Dive Brief:
- CMS announced late Friday a new interim final rule that both tightens the rules around special enrollment periods and loosens regulations around the CO-OP program to help the struggling entities attract investors.
- The second portion aims to help the health insurance co-ops created under the Affordable Care Act, many of which failed prior to 2016, develop new relationships to help bolster their financial viability.
- The regulation changes enable the co-ops to enter into affiliations and transactions more like those in the private sector, the notice states.
Dive Insight:
These changes follow the federal government's growing role this year in monitoring the co-ops and addressing concerns voiced by those insurers participating in the exchanges. The ability to raise capital was one of the issues pressed by Evergreen Health Cooperative's CEO Peter Beilenson.
"We encourage CO-OPs to actively consider seeking additional sources of funding as they plan for the year ahead," the CMS announcement states. Three major changes will make this possible:
- The rule ends the requirement a majority of the co-op's voting directors be members and all directors must be elected by co-op members (though a majority of directors still must be elected by members.) The added flexibility for board eligibility is consistent with that of the private sector, CMS noted.

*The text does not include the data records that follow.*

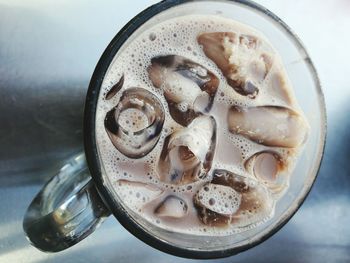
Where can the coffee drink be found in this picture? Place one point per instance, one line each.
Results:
(197, 126)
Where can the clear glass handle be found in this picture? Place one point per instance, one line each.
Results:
(66, 210)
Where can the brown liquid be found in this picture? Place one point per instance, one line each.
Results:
(199, 129)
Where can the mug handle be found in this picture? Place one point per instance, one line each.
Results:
(66, 210)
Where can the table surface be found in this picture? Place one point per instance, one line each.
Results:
(48, 51)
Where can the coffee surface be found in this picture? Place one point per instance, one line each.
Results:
(197, 126)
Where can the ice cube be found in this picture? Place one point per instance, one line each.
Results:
(183, 82)
(239, 59)
(187, 154)
(269, 168)
(269, 125)
(135, 124)
(172, 206)
(243, 201)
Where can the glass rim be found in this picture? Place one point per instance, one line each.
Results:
(92, 155)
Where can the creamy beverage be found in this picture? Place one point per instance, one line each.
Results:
(197, 126)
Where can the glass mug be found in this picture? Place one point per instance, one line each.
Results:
(75, 201)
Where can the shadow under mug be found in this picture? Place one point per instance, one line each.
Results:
(75, 201)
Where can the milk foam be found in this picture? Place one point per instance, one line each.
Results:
(178, 36)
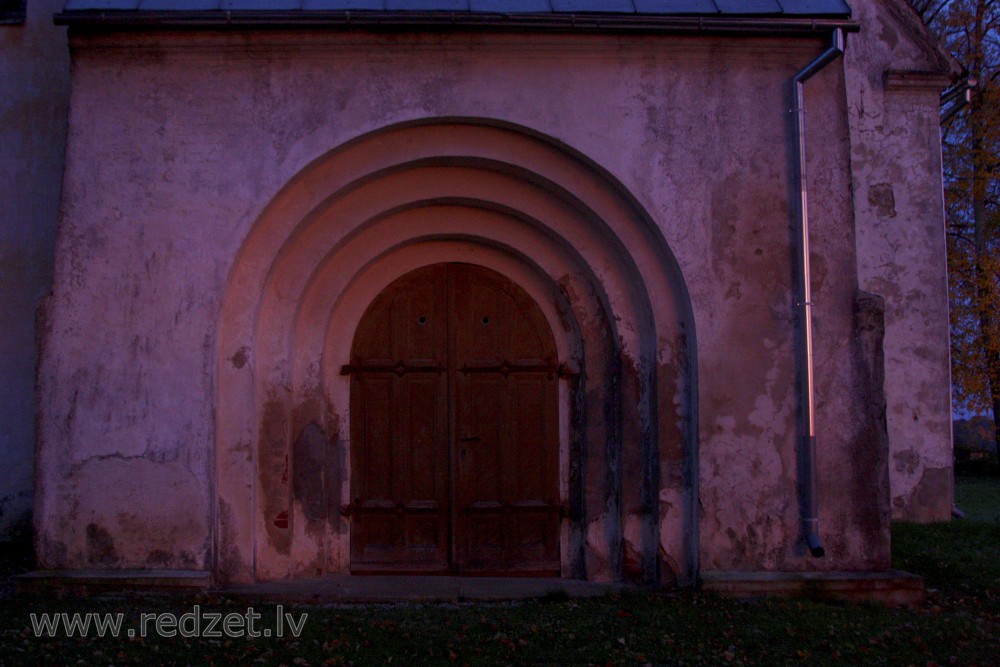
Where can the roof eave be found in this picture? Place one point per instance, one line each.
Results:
(462, 20)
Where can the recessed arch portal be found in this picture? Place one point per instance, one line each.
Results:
(484, 193)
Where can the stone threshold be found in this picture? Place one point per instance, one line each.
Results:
(69, 583)
(403, 588)
(891, 587)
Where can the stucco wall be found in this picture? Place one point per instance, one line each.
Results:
(894, 78)
(179, 142)
(34, 91)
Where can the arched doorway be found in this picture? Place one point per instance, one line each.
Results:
(454, 420)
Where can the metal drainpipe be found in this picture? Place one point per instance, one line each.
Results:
(810, 503)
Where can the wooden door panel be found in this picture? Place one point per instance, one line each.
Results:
(399, 429)
(507, 498)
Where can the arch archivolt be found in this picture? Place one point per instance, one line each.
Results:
(455, 191)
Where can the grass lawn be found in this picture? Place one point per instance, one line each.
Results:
(958, 624)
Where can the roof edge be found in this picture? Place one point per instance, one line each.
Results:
(443, 20)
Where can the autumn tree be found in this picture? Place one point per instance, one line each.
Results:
(970, 29)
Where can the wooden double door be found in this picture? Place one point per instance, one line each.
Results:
(454, 428)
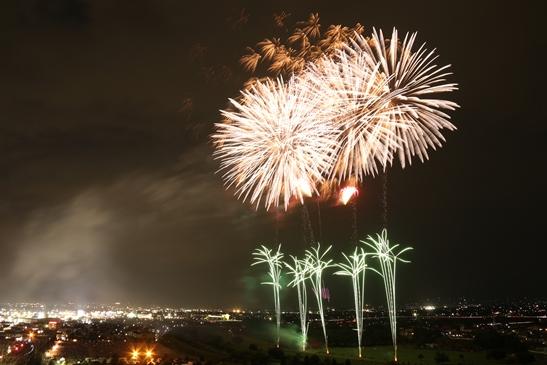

- The rule also eases the matter of compliance with the co-ops' requirement that a minimum of two-thirds of their plans be qualified health plans in the individual or small group market. A co-op can miss compliance for a given year if it is in compliance with any applicable requirements for offering silver and gold plans, has a detailed plan and timetable for meeting the two-thirds requirement, and "acts with demonstrable diligence and good faith to meet the standard."
- Finally, the rule addresses the question of whether a co-op can convert or sell to a for-profit or non‑consumer operated entity. It notes doing so would end the co-op's rights under the CO-OP Loan Agreement, but that under "appropriate circumstances," HHS recognizes such a transaction could preserve coverage for enrollees when the issuer would otherwise become insolvent.